Government officials have a political problem; coal has an image problem, and the U.S. economy might have multiple problems over the next 10 to 15 years as the result of the nation’s seemingly headlong rush into climate change mitigation measures that would restrict greenhouse gas (GHG) emissions from power plants, factories and motor vehicles, according to speakers Thursday at the two-day Goldman Sachs annual Power and Utility Conference in New York City.

“There has been a significant change in Washington, DC, with last November’s [congressional] elections,” said Betsy Moler, an Exelon executive vice president and former chair at the Federal Energy Regulatory Commission. “There was a real wake-up call in Congress on the importance of the issue and a real different attitude on dealing with climate change, but I don’t necessarily mean there will be a bill on the president’s desk by the end of the year, but there are lots and lots of things going on, and a lot of people are betting on whether there will be something this year or not.

“If I was to bet, I would say probably the next Congress. For now there is a lot of thinking and work and learning going on. The current president is opposed to mandatory carbon legislation, but I believe the next president, whether a Republican or a Democrat, is likely to feel it is important to do something. That will be another fundamental change. All the leading candidates have well developed, aggressive positions on carbon.”

What structure, regulations and rules emerge from a new emphasis that has made climate change a “mom-and-apple-pie” bipartisan political issue is not clear at this point, the panelists said, but there are impacts on energy prices and fuels that are sure to develop. The need to buffer the national and regional economies will be a major objective of any carbon-based legislation that eventually emerges, they said.

A cap-and-trade system is likely to be the preferred vehicle for implementing carbon-mitigation measures as opposed to a so-called “carbon tax,” the experts said.

“While there are some players in the industry who want to see a tax, they are not in the majority, and furthermore the word ‘tax’ in Washington, DC, is still a bad word,” said NRG Energy’s Dave Corneli, vice president for market/climate change policy, who substituted for NRG CEO David Crane at the Goldman Sachs conference. “The prospects for a tax are very low and for a cap-and-trade very high. The big tradeoffs that Congress and whoever is in the White House will be looking at will attempt to keep a balance between the environmental and economic impacts of any carbon legislation.

“The objective is to try to reduce carbon emissions [by 50%] quickly by mid-century without trying to decrease them so quickly early on that it causes problems for power prices, gas prices and really the whole complex economy we deal with. What is likely to emerge is a cap-and-trade system with a combination of a modest carbon reduction goal and a safety valve to protect against power prices going too high and there being too much natural gas fuel switching.”

This sort of balanced approach that would delay for at least a decade moving to more aggressive GHG emission reduction goals might get passed by Congress and signed by the president more quickly, the NRG executive said.

In states such as Pennsylvania, the Carolinas and elsewhere in which coal is a major part of the economy, the continued carbon mitigation push is bound to have significant impacts, two other speakers from utilities in Pennsylvania and North Carolina told the Goldman Sachs forum.

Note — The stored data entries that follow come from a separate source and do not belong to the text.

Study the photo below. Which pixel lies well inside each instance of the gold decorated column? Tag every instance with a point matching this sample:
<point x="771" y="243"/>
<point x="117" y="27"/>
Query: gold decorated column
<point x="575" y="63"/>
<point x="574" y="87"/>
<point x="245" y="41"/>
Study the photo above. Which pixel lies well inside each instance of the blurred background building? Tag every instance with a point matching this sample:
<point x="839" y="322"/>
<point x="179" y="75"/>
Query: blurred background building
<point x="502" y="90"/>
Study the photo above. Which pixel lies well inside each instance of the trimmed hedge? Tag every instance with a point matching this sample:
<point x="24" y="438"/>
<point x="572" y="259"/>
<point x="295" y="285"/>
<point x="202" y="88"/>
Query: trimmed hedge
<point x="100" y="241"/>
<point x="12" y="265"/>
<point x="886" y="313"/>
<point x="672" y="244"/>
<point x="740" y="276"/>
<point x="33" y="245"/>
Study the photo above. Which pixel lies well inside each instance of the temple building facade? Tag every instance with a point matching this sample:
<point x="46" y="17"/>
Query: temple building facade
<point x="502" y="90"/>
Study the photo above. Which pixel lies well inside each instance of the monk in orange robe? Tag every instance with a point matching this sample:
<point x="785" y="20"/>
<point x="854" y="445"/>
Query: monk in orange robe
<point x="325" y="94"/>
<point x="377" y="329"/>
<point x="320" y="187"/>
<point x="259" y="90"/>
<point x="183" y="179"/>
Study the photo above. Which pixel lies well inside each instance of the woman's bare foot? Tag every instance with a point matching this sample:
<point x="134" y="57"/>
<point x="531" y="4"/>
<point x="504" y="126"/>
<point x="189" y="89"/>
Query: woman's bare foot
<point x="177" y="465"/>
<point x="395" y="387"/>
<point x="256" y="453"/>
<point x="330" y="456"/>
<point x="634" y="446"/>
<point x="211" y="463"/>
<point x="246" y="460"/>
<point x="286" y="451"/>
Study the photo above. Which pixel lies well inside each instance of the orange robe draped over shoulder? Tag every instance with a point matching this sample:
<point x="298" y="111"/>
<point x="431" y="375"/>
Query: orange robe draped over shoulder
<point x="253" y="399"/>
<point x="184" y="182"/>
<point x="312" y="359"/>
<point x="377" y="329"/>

Progress Energy CFO Peter Scott said categorically that his company’s customers in North Carolina dislike coal-fired generation much more than nuclear generation. They simply “hate coal,” he said.

“Pennsylvania being a coal state, certainly the state legislators realize that whatever happens with carbon can have, and will have, an impact on the state,” said PPL Corp. CEO Jim Miller. “My concern about this whole issue is that our legislators are going to face something more difficult than they have ever faced. The danger is that they are equating this current exercise as being the same as it was in the SO2 [sulfur dioxide-mitigation] days, so this issue of educating them becomes critical because they don’t understand that it is a whole different ball game.

“It [carbon mitigation] has gone beyond the technical issue and is now ‘motherhood-and-apple-pie.’ It’s a political and optics issue so a bill will be passed — probably in the next Congress as Betsy [Moler] has predicted. But what no one seems to grasp is that there is no technical solution for the carbon sequestrations, and you are already beginning to hear the rumblings of the real difficulty of sequestration, so what we will do in my opinion is that we will impose a cost on the utility ratepayers and the utilities will recover it in rates and the unregulated energy providers will reflect it in energy charges, and there will be no economic technology for at least the next 15 or 20 years to reduce carbon by 50%.

“Everyone will shake hands and congratulate one another and will go on as usual burning coal and the price of power will go up.”

Progress Energy’s Scott is equally skeptical, saying North Carolina citizens created a “huge uproar” against Duke Energy’s recent proposals for building two new coal-fired plants, and there is a growing distaste for the fuel that cannot be ignored, he said.

“The response to Duke’s proposal really showed how people respond to coal,” Scott said. “Our surveys show that while our customers do not like nuclear plants, they hate coal plants. I don’t know if it’s a combination of the mining disasters that happened around Christmas last year, which I don’t think we should ignore; or Al Gore’s movie, plus the evangelical movements that are making this an important part of their story.

“There is a negative perception around coal, and I don’t know what is going to happen to change that.”